Pat poses a really good question to his audience that he obviously has no way of answering. in the end, if you're one of the lucky ones like him and you're a straight white guy from America with lots of disposable income - you can try and own everything. you can collect them all. you can search far and wide to try and save all these old cartridges from less loved fates. but you can never own what you really desire - to gain back your childhood. you can never really get back that feeling that you lost. it won't ever be like it was before. and you really never have space to discover yourself or move on from it healthily, because that's not what the culture is about. so instead of dealing with this trauma, we try to create bigger and bigger illusions and fantasies onto ourselves. we make it part of our world, hoping it will seep into our sense of being. but it can never bring us onto a path of awareness or clarity or fulfillment, where we can see these things for what they are and move on from them, happily. they will always be ghosts of the past stuck inside of us.

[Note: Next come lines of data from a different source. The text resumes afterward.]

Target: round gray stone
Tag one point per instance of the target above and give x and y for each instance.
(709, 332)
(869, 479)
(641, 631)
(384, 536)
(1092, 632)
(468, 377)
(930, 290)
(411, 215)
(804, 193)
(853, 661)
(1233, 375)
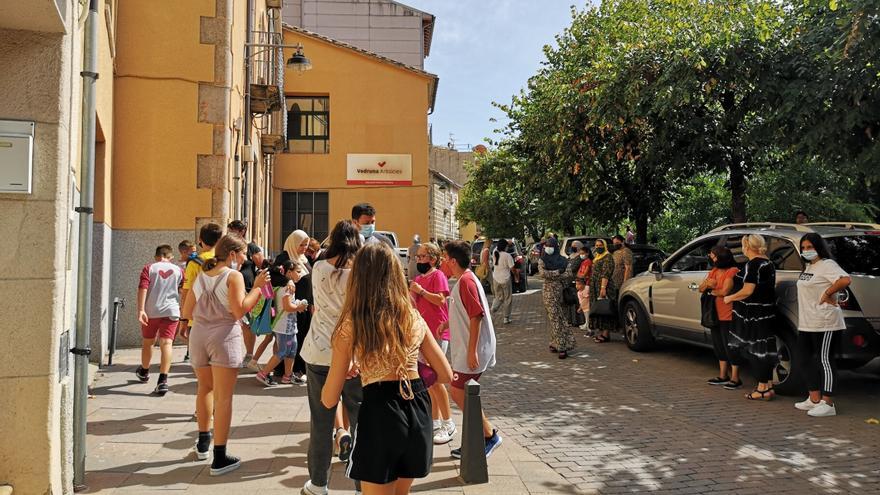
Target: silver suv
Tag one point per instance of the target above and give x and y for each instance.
(663, 303)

the thing i love about game culture is so many people try and preserve what creations were left behind by a ruthless, brutal market and bringing it back to the forefront in a passionate, sincere way. that's the best of what something like Magfest has to offer the world to me - an unaffected, infectious, incredibly excited exploration into the world of games (and especially the music, which i've always connected to so much). the thing i hate about game culture is there's no real creation, no challenging, no constructive criticism, no moving forward, no healing. the fundamental truths of games can never really be questioned unless you want to greatly offend people's entire basis for being. even as the industry moves on coldly and the world of indie games moves on just as coldly. and so it just seems, in the end, like the church for a lot of very damaged, lost people. and nothing i've ever experienced in games - even after several years of being involved in the "social justice warrior" side of games, has really challenged this fundamental truth for me.
so yes, maybe one day i will return back to making games. who knows? i still believe in the potential of the medium - there's so many directions you can go and that people are going in. there will continue to be the exceptions - the increpares or Tetrageddons. and i don't think my work in this sphere can ever really be done, for sure. but videogame culture - from the fans to indie games, to alt and queer games spaces, to game jams, up into the highest level of the industry, is and probably will forever remain very insular and closed off to outsiders. because of that, and many other reasons, i'm fine to have nothing really to do with it - or anything surrounding it - its conceptions, its critics, its creators, teachers, preachers and practicers - anymore.